第52話

「あつい……」


 太陽は私の頭上でにんまりと輝き、私たちを溶かすような日差しを浴びせて、自分の存在を示していた。

 雲一つない快晴。生暖かい空気。そして、焼けたような土の香り。


 七月二十日。

 夏休みが始まって三日後の木曜日、私は早くも模試を受けることになっていた。

 今はその会場までの道中。

 延々と続く地味な田んぼ道。

 会場である近くの大学までは徒歩で二十分もかかるのだが、ほんとにこのまま歩き続けたら大学が現れるのか不安になる。

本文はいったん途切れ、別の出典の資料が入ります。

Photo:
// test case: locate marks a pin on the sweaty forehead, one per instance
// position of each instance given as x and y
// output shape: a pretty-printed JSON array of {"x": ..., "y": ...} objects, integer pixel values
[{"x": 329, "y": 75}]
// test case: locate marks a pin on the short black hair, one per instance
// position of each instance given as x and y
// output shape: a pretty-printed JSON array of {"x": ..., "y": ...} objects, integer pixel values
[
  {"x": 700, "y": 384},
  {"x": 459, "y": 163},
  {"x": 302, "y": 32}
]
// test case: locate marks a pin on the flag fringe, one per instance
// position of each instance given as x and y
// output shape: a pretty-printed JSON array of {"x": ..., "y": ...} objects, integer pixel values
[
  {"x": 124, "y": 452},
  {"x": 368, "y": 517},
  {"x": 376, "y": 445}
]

 そんな疑心暗鬼な気持ちでいたが、しばらくすると無事大学が見えてきてホッとした。

 受付の人に教室の方に案内され、静かに自分の席に着いた。

 真っ白の机と椅子。

 悪口も嫌な思い出も無いこれらは、無性に私の心を動かした。

 周りをちらちらと伺ってみても誰も知ってる人はいない。

 もちろんみんなもそうだろう。

 大学に入ったら、またみんな初めましてからのスタートに。私がどんな人間だったのかも知らない……

 もしかして大学に行ったらいじめられなくなる? 

 全部リセットされて、この机みたいにまっさらな状態になれるの? 

 なら、早く大学行きたいなー……欲を言えば第一志望に。


 私は東京の大学を目指していた。こんな田舎から早く出ていって、最先端の空気を吸いたかった。

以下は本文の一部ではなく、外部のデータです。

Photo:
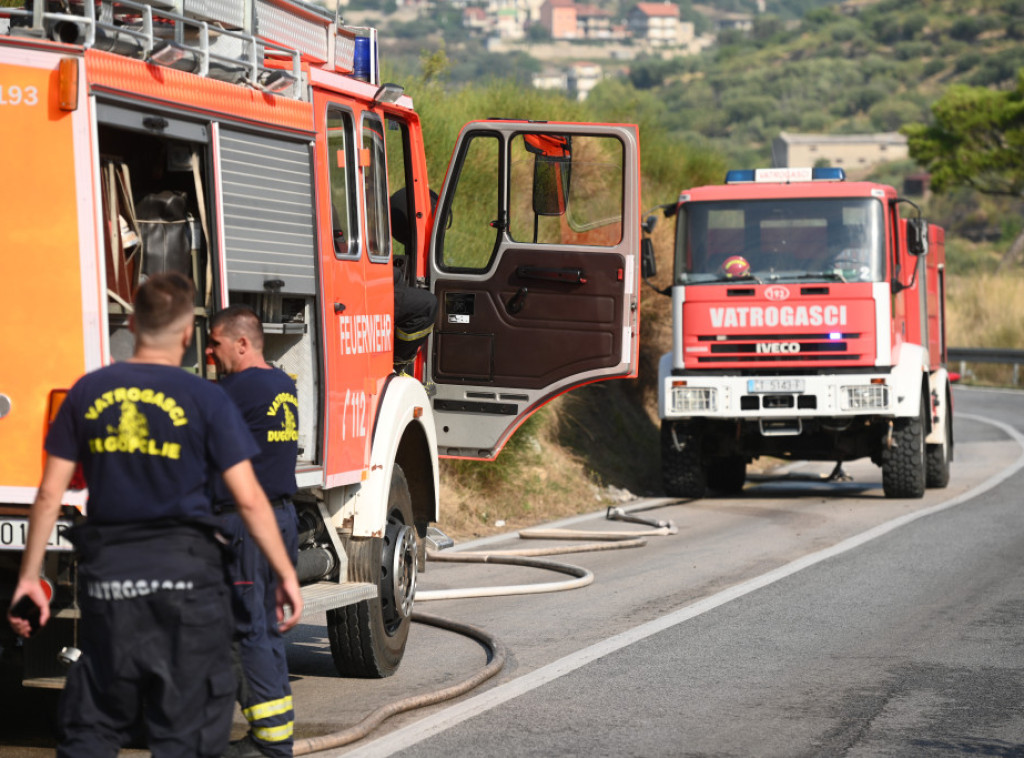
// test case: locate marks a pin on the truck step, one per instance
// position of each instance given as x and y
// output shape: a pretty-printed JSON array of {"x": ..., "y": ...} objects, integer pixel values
[{"x": 323, "y": 596}]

 渋谷、原宿、新宿、吉祥寺……脳裏に広がるのは活気ある都会の風景。

 まだまだ合格には程遠いけれど、やれるだけやってみたい……!

 私は綺麗な机をさーっとなぞりながら、体が軽くなるのを感じた。



「ただいまー」


 半日ほどかかった模試は遂に終わり、くたくたになりながら私は帰路についていた。

 っていうか本当に長すぎる。

 志望の大学は国立なので五教科七科目も解かないといけない。

 それを一日でやるのは流石に頭がじんじんする。

 誰だこの日程を考えた奴は!


「……? どこ行ってたのよ。朝からこんな時間まで」


 気が付くとソファーに座ってテレビをボーっと見ていた母に視線を掴まれていた。


「どこって……模試だよ、模試……私、受験生なんだよ?」


「受験ねぇ……言っとくけど受験料なんて私、出さないわよ。大学の授業料も」


「……えっ……? それはちょっと……」


「不満だって言うの? もう私はここまで散々あなたに投資してきたわ! ここからはあなたがどうにかして私を支える番よ! さっさと奨学金でも借りなさい!」


 簡単に言うさ。

 奨学金だなんて、言ってしまえば借金じゃないか。

 でも授業料とかどうしよう……きっとこんな人間だから東京での一人暮らしも全部自費だろう。

 授業料、家賃、光熱費、食費、ガス、水道、日用品、その他諸々。

 あれ……さっきまであんなに大学が輝いて見えたのに……


「それが嫌なら大学なんて行かずに、この町で働きなさい」


 いつまでも夢には現実が付きまとう。

 そしてそれは大抵儚く散っていく。

 全員が全員、大学に行かないのは分かっているけど、子供の私には、まだ諦めきれない夢だった。